Get all members of parliament elected from 2015 onwards in order to look up their Facebook pages and retrieve IDs. IDs will be used to query the Meta Ads Library. I would rather have avoided this step, but it is necessary since unconstrained queries of the Ads Library have proved computationally infeasible/extremely time-consuming.

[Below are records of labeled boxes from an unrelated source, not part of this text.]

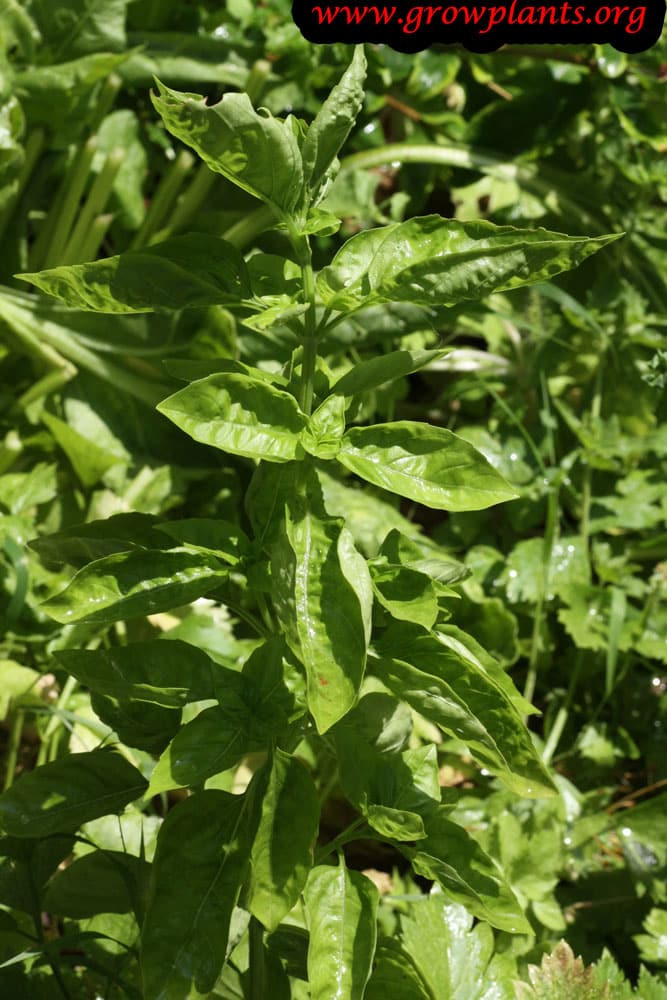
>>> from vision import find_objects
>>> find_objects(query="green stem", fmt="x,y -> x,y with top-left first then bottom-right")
222,205 -> 276,250
542,649 -> 583,764
315,816 -> 366,865
0,128 -> 44,237
523,489 -> 558,702
79,212 -> 113,263
131,149 -> 195,250
291,234 -> 317,417
160,163 -> 217,239
3,709 -> 25,792
62,149 -> 124,264
37,677 -> 78,767
248,917 -> 266,1000
35,137 -> 97,269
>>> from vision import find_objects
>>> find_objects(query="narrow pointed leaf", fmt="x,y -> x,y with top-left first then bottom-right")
158,372 -> 308,462
301,45 -> 366,189
401,809 -> 531,934
42,551 -> 227,625
248,750 -> 320,932
147,639 -> 303,796
317,215 -> 620,309
0,750 -> 147,837
331,347 -> 450,396
153,81 -> 303,215
305,863 -> 379,1000
336,420 -> 517,510
273,497 -> 373,732
54,639 -> 221,708
373,624 -> 554,796
141,791 -> 249,1000
17,233 -> 250,313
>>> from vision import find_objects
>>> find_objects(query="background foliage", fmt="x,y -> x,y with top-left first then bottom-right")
0,0 -> 667,1000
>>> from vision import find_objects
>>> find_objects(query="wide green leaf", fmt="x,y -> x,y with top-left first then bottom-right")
54,639 -> 220,708
373,624 -> 554,796
0,750 -> 147,837
400,808 -> 531,934
304,862 -> 379,1000
42,551 -> 227,625
247,750 -> 320,932
153,81 -> 304,216
17,233 -> 250,313
158,372 -> 308,462
141,791 -> 250,1000
336,420 -> 517,510
44,851 -> 150,920
301,45 -> 366,197
317,215 -> 618,310
272,496 -> 373,733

Lists of names are scraped from Wikipedia. Supplementary vote data may be collected from KMDvalg later.

In [25]:
import requests
import pandas as pd
from tqdm.notebook import tqdm
from bs4 import BeautifulSoup

In [4]:
election_years = ['2015', '2019']

In [57]:
def get_elected_politicians(election_years):
    
    base_url = 'https://da.wikipedia.org/wiki/Folketingsmedlemmer_valgt_i_'
    wiki_tables = []

    for year in tqdm(election_years, desc = 'Election years collected'):

        url = base_url + year
        response = requests.request('GET', url)

        soup = BeautifulSoup(response.content, 'html.parser')
        tables = soup.find_all('table', class_ = "wikitable sortable")

        df = pd.read_html(str(tables))[1]   
        df['election_data_year'] = year
        wiki_tables.append(df)
        
    return wiki_tables

In [58]:
tables = get_elected_politicians(election_years)

Election years collected:   0%|          | 0/2 [00:00<?, ?it/s]

In [75]:
df_complete = (
    pd.concat(tables)
        .drop_duplicates(subset = 'Navn', keep = 'last')
        .sort_values(by = 'Navn')
        .reset_index(drop = True)
        .rename(columns = {
            'Navn': 'name',
            'Fødselsår': 'birth_year',
            'Parti': 'group_name',
            'Storkreds': 'electoral_region',
            'Uddannelse': 'education',
            'Personlige stemmer': 'personal_votes'
        })
)

In [77]:
df_complete.to_excel('data/raw/parliament/MP_names_15_19.xlsx', index = False)